Deemed a renewable material source, mass timber includes nail laminated timber (NLT), dowel laminated timber (DLT), cross laminated timber (CLT) and mass plywood panel (MPP), which received APA – The Engineered Wood Association certification last summer.

“10 years ago, nobody was really talking mass timber,” notes Michael Dupras, Associate in DCI’s Austin office, “but we’ve been championing its use and benefits for some time.”

He notes several DCI projects, including what will be the first completed commercial structures in Oklahoma and Texas that used 100% engineered mass timber products as the structure framing. The new First United Bank in Fredericksburg, Texas, incorporates southern pine CLT in the diaphragm and roof systems – another first in the country.

NLT was also used throughout the roof and floor systems of The Bullitt Center, the country’s first Living Building Challenge project back in 2013, with all wood having been sourced from sustainable forestry practices.

Currently, steel and concrete structures are the only options for buildings over 85 feet. However, as Dean Lewis, Associate in DCI’s San Francisco office, points out, “these new code provisions will open up the playbook for developers, architects, and engineers to apply wood as a possible solution.”

 

Requirements of New Construction Types

In contrast to traditional Type IV construction (now referred to as Type IV-HT), mass timber used in new construction Types IV-A requires additional fire protection to achieve fire rating equivalency to Type I-A. New construction Types IV-B and IV-C also require additional fire protection to achieve fire rating equivalency to Type I-B, as illustrated in the summary table below.

A unique requirement of the new Type IV Construction types is the requirement of supplemental non-combustible protection over exposed mass timber elements. The minimum contribution of non-combustible protection is at least 2/3 of the total required protection provided in IBC Table 601 (above). The remaining 1/3 protection may be achieved through charring (oversizing) of the mass timber elements. Some other relevant code provisions include:

  • Allowable heights and areas vary based on occupancy type
  • Current Type IV-HT to remain in the code in its current form
  • 1” non-combustible topping required over floors in Type IV-A and IV-B
  • 40 minutes of non-combustible protection required on exterior side of exterior walls in all three new construction types
  • Two water supply mains required for Type IV over 120 feet

 

Why Code Changes Now?
There has been a growing interest in tall buildings constructed from mass timber materials within the past decade. And while there are mass timber structures all over the world (upwards of 24 stories), in the United States, “such buildings have been constrained by a strong reliance on prescriptive building code limits and less willingness to use performance-based fire protection engineering,” explains a recent WoodWorks technical bulletin authored by Scott Breneman, Matt Timmers and Dennis Richardson. 

So, with the growing interest in tall wood buildings, the ICC chartered an ICC Tall Wood Building Ad Hoc Committee which addressed the requirements for new types of construction, allowable building size limits and housekeeping changes, such as fire districts and fire barriers.  

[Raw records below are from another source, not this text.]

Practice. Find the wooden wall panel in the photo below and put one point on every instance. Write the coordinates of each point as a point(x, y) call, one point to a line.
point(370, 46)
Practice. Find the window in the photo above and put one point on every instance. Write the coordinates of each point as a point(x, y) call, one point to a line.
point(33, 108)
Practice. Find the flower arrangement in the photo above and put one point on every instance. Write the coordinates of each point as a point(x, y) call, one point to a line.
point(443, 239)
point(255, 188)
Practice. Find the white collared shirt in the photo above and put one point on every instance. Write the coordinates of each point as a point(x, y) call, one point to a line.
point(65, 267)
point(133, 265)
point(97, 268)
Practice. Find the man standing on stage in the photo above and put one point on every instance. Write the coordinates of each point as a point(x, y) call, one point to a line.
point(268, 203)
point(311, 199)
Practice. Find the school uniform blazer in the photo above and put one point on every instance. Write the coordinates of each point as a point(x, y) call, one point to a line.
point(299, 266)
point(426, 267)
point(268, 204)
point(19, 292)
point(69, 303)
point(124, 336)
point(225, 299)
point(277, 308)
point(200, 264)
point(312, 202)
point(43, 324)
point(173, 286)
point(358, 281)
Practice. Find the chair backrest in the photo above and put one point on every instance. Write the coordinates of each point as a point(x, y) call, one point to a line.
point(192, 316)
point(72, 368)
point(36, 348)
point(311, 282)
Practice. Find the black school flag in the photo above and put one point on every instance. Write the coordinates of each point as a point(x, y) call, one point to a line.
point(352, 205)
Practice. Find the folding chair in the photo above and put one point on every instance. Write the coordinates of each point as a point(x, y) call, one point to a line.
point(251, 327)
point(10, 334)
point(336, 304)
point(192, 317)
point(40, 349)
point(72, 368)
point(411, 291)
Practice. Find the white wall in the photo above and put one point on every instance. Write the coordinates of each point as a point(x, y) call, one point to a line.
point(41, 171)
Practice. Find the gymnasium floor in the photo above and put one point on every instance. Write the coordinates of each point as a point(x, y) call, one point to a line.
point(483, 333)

The structural- and material-specific changes will be addressed sometime later this year.

 

What’s Next
While changes won’t be implemented until the 2021 IBC, states like Washington and Oregon have already adopted these changes within their respective state building codes. Elsewhere, there are options for pursuing these construction types before the IBC implementation via Alternate Methods and Materials Request (AMMR).

Over the past four years, DCI has been talking with city officials all over the western United States about the allowances for tall wood structures. Our engineers have engaged many cities and state level authorities to help provide information on the coming wave of wood technologies. With the new code proposals, cities now have a game plan for tall timber structures.

With nearly 50 mass timber projects in DCI’s portfolio, ranging from hospitality to residential to commercial and office, DCI’s engineers are ready to assist clients in capitalizing on this industry milestone.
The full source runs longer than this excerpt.